You have to take the resistive force into account.

Did you do a course on differential equations? I learned how solve this sort of equation in a first course on differential equations. But it was some time ago and I'll have to refer to my notes to remember how. So I just used Mathematica.

Nope. The only differentiation and integration I know are basic ones like 1/x integrated gives ln(x). Heh. I asked on another forum and some replies suggested a non-linear first order differential equation? What that means, I have totally no idea.

 

[omoplata]

Yeah, it's first order non-linear all right.

Thinking back, I don't think I did non-linear ones in the the first differential equations course I took. I think it was the second one.

If I remember right, you assume v = \sum_{n=0}^{\infty} c_{n} t^{n}, and then apply to the differential equation. Then compare the terms with the same powers of t to find the constants. But I'm not sure. I'm going to try it out now.

 

[fterh]

Yeah, it's first order non-linear all right.

Thinking back, I don't think I did non-linear equation in the the first differential equations course I took. I think it was the second one.

If I remember right, you assume v = \sum_{n=0}^{\infty} c_{n} t^{n}, and then apply to the differential equation. Then compare the terms with similar powers of t to find the constants. But I'm not sure. I'm going to try it out now.
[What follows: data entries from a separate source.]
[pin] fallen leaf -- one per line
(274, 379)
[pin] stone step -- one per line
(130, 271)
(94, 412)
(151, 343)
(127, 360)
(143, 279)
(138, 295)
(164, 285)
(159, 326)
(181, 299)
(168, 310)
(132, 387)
Hm to be honest I have no idea what that equation means :(

Okay, thanks for helping me out, I appreciate it :D By any chance, do you think that the question is lacking some information for the answer to have a ln3 in it?

 

[omoplata]

No. I'm pretty sure it can be solved provided you can solve the differential equation.

 

[fterh]

No. I'm pretty sure it can be solved provided you can solve the differential equation.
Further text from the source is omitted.